## 1. 다운로드 및 데이터 전처리

### Settings

In [None]:
from __future__ import absolute_import, division, print_function, unicode_literals
try:
  # Colab only
  %tensorflow_version 2.x
except Exception:
  pass

Importing the required libraries

In [None]:
import matplotlib.pyplot as plt
import numpy as np
import tensorflow as tf
keras = tf.keras
import tensorflow_datasets as tfds
tf.__version__

Check out the details (features, statistics, etc.) of the dataset to be downloaded here: https://www.tensorflow.org/datasets/datasets

### 플라워 데이터셋 다운로드 및 로드하기 `tfds.load()`

In [None]:
# Since "tf_flowers" doesn't define standard splits, 
# use the subsplit feature to divide it into (train, validation, test)
# with 80%, 10%, 10% of the data respectively.

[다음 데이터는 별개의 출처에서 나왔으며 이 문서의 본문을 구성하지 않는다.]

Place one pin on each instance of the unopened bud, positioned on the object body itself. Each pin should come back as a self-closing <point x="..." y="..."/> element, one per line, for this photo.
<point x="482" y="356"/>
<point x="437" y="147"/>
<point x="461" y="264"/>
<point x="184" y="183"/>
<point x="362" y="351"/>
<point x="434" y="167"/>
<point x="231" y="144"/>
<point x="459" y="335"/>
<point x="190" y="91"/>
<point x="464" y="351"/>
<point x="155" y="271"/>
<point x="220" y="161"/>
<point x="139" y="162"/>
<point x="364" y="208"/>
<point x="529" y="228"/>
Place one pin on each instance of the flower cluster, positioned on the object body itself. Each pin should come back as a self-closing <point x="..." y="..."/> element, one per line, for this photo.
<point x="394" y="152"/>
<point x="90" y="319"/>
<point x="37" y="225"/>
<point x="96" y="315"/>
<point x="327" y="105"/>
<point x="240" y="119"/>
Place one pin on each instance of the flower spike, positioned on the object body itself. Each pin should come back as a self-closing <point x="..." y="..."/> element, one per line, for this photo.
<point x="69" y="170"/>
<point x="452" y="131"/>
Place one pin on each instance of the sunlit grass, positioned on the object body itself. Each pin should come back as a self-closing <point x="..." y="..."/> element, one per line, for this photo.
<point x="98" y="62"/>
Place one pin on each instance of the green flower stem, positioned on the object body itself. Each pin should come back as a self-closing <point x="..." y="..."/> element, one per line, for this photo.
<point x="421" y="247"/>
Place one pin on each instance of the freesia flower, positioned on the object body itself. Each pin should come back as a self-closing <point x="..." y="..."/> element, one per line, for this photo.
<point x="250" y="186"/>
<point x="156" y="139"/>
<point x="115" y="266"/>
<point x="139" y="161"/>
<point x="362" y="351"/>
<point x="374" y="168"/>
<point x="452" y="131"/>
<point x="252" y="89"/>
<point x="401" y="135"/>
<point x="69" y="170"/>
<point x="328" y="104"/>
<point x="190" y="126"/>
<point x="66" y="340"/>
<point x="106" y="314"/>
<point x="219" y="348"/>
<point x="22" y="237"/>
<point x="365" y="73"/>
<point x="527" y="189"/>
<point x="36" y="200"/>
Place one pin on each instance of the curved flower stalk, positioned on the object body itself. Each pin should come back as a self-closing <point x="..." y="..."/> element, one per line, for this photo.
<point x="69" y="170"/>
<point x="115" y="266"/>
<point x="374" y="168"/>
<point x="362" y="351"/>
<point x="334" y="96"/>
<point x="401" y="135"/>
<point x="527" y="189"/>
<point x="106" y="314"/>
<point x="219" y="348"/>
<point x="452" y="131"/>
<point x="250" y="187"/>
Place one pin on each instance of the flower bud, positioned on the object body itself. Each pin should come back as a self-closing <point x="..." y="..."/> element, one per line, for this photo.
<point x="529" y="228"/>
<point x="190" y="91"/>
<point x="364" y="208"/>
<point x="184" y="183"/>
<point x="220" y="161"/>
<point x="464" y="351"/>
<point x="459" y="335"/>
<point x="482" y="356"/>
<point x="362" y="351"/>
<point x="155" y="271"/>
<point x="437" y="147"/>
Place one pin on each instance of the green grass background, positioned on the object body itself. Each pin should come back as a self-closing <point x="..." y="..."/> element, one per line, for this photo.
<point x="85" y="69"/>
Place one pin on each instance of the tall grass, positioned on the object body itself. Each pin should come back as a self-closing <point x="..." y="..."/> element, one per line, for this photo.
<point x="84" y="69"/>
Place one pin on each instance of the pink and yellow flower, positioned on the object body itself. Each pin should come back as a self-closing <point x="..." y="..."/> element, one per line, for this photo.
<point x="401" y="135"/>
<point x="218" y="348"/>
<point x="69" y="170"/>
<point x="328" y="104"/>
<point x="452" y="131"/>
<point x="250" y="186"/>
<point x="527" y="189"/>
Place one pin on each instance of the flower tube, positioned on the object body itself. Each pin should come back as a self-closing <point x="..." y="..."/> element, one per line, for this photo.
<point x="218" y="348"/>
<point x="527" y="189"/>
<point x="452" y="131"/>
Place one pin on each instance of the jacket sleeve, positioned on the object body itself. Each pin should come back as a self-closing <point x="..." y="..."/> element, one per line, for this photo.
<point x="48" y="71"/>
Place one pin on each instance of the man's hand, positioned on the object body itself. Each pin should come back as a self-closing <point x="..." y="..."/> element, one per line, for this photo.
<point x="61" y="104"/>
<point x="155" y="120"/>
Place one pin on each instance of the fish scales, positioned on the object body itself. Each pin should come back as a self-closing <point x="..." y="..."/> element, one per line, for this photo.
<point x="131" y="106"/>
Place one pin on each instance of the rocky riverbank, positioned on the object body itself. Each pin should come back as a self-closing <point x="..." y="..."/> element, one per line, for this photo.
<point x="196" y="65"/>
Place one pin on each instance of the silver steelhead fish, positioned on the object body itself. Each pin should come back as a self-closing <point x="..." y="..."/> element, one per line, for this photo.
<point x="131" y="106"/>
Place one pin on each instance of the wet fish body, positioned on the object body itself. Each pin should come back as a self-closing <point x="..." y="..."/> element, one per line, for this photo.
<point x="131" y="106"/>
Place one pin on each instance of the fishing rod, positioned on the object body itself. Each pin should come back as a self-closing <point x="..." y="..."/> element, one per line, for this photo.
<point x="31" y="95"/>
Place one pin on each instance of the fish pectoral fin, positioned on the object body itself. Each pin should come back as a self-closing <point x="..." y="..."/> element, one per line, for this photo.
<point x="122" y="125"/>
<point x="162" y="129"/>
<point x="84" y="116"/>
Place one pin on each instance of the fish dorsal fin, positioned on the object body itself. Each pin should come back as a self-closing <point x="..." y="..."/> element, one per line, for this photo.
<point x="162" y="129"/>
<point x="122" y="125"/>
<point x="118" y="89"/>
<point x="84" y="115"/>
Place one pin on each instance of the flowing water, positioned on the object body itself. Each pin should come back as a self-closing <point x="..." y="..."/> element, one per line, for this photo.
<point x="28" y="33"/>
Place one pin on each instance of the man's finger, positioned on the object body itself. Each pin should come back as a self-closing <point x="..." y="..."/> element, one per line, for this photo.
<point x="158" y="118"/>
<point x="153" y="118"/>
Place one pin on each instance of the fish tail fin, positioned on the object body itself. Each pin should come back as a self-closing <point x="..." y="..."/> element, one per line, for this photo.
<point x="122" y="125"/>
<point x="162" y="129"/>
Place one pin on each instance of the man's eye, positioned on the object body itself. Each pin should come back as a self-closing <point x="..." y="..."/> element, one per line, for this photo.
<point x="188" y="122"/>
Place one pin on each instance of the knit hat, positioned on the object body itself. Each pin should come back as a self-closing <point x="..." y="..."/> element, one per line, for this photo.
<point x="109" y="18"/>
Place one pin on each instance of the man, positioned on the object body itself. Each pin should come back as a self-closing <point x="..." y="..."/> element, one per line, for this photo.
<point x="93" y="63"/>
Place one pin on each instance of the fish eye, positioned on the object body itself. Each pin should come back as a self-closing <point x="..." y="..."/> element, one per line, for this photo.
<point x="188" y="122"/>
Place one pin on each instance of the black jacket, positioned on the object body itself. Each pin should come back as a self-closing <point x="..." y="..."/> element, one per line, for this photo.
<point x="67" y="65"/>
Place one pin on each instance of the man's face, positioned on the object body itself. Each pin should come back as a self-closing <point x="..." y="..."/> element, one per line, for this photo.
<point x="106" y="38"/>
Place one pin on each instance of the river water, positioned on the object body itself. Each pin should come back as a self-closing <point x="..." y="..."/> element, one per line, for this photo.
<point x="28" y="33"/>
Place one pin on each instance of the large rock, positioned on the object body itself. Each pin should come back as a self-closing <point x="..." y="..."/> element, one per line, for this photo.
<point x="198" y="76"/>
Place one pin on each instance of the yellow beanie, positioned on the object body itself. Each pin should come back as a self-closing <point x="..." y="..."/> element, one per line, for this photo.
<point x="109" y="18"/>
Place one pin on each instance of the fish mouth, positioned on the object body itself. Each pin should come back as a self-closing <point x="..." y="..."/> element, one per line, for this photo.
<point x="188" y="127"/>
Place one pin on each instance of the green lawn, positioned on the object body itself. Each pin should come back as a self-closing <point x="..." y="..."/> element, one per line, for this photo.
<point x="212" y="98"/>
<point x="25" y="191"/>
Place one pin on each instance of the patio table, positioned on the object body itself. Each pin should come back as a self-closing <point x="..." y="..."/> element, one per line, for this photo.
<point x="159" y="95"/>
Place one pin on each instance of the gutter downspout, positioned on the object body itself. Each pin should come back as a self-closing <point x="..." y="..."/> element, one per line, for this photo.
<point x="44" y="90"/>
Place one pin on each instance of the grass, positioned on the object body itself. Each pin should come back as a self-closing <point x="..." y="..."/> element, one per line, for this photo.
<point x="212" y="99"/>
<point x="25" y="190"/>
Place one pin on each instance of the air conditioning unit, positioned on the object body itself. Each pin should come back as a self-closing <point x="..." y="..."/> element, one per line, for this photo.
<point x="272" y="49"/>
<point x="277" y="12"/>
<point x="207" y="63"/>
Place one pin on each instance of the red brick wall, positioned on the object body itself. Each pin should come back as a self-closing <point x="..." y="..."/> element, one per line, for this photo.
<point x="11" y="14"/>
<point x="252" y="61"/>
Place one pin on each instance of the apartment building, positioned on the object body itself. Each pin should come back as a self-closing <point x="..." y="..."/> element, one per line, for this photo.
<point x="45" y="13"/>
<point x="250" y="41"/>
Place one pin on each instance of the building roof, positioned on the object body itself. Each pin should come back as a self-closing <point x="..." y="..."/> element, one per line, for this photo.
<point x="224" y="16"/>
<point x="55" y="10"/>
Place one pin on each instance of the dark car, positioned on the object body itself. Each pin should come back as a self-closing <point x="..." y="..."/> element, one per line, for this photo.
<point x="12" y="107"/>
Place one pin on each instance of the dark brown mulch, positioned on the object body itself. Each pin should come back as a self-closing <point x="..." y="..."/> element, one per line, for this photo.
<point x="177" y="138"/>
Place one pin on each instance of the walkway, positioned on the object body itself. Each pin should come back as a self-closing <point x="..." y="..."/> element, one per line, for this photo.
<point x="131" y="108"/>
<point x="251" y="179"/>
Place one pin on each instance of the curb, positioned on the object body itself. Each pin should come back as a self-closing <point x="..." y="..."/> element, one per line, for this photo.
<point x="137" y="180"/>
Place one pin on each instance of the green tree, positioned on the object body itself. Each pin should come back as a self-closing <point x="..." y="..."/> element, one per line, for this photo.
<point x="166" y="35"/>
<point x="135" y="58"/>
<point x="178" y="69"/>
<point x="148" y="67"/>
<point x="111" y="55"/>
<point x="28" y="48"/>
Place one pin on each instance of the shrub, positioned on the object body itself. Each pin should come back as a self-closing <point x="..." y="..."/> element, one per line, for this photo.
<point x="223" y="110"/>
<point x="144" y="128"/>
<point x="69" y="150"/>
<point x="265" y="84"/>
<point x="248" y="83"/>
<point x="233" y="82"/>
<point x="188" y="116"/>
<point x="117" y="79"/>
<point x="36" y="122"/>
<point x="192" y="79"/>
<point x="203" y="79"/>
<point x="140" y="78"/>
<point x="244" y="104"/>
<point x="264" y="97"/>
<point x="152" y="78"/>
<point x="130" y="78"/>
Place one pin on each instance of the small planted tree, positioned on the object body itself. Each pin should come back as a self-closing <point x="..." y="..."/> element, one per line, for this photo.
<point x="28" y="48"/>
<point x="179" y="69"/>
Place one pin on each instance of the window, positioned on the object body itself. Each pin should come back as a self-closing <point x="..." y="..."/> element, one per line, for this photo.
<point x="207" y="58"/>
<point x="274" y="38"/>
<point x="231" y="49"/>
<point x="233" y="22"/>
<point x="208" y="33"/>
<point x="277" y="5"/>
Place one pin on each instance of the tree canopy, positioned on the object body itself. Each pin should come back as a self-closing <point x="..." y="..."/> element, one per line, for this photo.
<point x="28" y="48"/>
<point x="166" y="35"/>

(raw_train, raw_validation, raw_test), metadata = tfds.load(name="tf_flowers", 
                                                            with_info=True,
                                                            split=('train[:80%]', 'train[80%:90%]', 'train[90%:]'),
# specifying batch_size=-1 will load full dataset in the memory
#                                                             batch_size=-1,
# as_supervised: `bool`, if `True`, the returned `tf.data.Dataset`
# will have a 2-tuple structure `(input, label)`                                                            
                                                            as_supervised=True)

In [None]:
print(raw_train)
print(raw_validation)
print(raw_test)

데이터 파이프라인을 통한 전처리 함수를 정의합니다.

In [None]:
# 기본적인 데이터 전처리 수행하기

IMG_SIZE = 128
IMG_SHAPE = (IMG_SIZE, IMG_SIZE, 3)

def format_example(image, label):
    print("Format example called!")
    image = tf.cast(image, tf.float32)
    image = image / 255.0
    # Resize the image if required
    image = tf.image.resize(image, (IMG_SIZE, IMG_SIZE))
    return image, label

train = raw_train.map(format_example)
validation = raw_validation.map(format_example)
test = raw_test.map(format_example)

### 효율적으로 데이터 증폭시키기
Read more [here](https://stackoverflow.com/questions/55141076/how-to-apply-data-augmentation-in-tensorflow-2-0-after-tfds-load) to know how the map function applies data augmentation

In [None]:
def augment(image,label):
  # Add 6 pixels of padding
  image = tf.image.resize_with_crop_or_pad(image, IMG_SIZE + 6, IMG_SIZE + 6) 
   # Random crop back to the original size
  image = tf.image.random_crop(image, size=[IMG_SIZE, IMG_SIZE, 3])
  image = tf.image.random_brightness(image, max_delta=0.5) # Random brightness
  image = tf.clip_by_value(image, 0, 1)
  return image, label

train = train.map(augment)

또한 우리는 데이터셋을 섞어 샘플 순서에 따른 편향을 없앱니다. 또한 32 크기의 미니배치를 생성하고, 데이터셋이 prefetch 될 수 있도록 설정합니다.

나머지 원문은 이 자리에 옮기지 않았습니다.